Turn descriptive text into expressive music or sound effects. This endpoint generates either structured musical audio (melodies, harmonies, beats) or non-musical SFX (foley, UI beeps, ambience, impacts) based on your prompt and selected `audio_type`.

## The Generation Process

<Steps>
  <Step title="Task Creation">
    Your request is registered and a processing task is created.
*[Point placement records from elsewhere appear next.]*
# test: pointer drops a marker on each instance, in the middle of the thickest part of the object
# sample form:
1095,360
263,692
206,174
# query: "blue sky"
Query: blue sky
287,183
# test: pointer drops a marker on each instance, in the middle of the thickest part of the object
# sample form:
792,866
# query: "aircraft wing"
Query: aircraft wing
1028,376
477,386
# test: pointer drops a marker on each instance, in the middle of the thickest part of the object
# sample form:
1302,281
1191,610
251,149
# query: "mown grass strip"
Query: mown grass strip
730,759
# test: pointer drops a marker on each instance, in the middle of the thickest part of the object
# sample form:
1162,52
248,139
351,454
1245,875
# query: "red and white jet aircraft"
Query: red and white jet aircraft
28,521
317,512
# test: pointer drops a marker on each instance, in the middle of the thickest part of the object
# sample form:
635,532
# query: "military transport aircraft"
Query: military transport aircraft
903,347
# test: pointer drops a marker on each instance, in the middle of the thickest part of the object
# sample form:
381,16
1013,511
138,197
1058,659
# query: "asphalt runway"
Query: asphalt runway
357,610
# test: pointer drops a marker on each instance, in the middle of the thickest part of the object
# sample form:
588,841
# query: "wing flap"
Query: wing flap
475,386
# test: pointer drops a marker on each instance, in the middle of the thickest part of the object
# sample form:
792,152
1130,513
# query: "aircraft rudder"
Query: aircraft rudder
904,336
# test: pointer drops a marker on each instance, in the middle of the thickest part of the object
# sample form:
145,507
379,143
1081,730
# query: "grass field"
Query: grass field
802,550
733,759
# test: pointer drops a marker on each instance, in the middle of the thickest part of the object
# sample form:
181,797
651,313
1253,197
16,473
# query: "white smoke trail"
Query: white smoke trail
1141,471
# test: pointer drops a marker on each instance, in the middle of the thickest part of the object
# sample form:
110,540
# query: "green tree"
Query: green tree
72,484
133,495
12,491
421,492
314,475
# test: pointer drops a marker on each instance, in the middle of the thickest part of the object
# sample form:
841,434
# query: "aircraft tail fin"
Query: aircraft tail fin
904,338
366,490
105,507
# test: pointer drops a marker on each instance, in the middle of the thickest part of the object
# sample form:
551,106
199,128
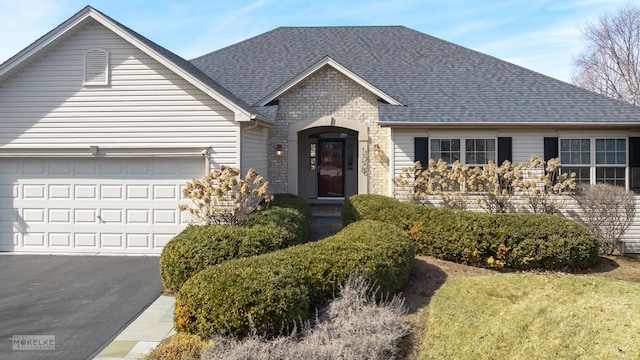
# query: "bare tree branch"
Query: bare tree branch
610,65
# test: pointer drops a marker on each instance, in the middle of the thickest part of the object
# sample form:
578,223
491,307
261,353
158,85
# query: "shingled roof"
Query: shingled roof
436,81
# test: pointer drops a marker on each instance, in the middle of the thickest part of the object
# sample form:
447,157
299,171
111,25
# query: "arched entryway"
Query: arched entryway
330,157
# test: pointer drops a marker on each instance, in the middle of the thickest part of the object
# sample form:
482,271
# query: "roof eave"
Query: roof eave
240,113
472,124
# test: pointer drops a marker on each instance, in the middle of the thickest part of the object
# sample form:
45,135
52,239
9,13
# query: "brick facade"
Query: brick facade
328,92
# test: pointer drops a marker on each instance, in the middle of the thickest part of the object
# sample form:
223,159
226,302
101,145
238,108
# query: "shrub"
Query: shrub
180,346
537,182
607,211
222,197
519,241
353,326
358,207
272,291
284,223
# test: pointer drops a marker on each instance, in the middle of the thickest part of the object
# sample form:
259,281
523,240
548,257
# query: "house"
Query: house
100,127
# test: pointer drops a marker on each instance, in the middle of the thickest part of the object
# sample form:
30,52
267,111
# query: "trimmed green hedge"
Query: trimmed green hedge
517,241
274,291
285,222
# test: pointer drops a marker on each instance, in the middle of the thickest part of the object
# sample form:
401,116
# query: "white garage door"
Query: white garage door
92,205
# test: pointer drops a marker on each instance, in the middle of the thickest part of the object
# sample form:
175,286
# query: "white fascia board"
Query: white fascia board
240,113
509,124
88,12
327,60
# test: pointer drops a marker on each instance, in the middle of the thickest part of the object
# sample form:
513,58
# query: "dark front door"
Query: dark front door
330,168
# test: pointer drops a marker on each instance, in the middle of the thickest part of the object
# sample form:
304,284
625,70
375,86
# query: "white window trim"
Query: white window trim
592,156
463,147
107,69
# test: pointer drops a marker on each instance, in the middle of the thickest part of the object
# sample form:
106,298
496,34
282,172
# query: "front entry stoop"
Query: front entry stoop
325,221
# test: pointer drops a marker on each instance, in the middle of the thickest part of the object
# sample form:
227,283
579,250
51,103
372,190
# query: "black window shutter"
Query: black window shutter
550,148
505,150
634,163
634,152
421,148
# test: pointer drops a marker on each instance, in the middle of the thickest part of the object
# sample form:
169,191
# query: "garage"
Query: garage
92,205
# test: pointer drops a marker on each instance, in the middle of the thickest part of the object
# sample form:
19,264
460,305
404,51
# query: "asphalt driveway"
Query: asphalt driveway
82,301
The response includes a unique `task_id` you’ll use to track progress and retrieve results (via the returned `run_id`).
  </Step>

  <Step title="Text Analysis">
    We analyze your prompt to identify sonic intent—musical attributes (tempo, instrumentation, groove) for `music`, or acoustic characteristics (materials, space, motion) for `sound`.
  </Step>

  <Step title="Audio Synthesis">
    Specialized models synthesize the audio to match your description and requested `duration`.
  </Step>
</Steps>

<Note>
  * **Music `duration` behavior:**
    When `audio_type` is set to `music`, the `duration` parameter is **not enforced**. Music generations currently return a fixed-length clip depending on the prompt provided. If you need a precise length for music, trim, loop, or stitch the result in post-production. The `duration` parameter continues to apply to `sound` (SFX) requests.
</Note>

<Warning>
  Maximum duration per request is **10 seconds**. The default duration is **8.0 seconds**.
</Warning>

Throughout this process, you can monitor the status of your generation task by polling the [`/text-to-sound/{task_id}`](get-text-to-sound-status) endpoint with the `task_id` provided in your initial response.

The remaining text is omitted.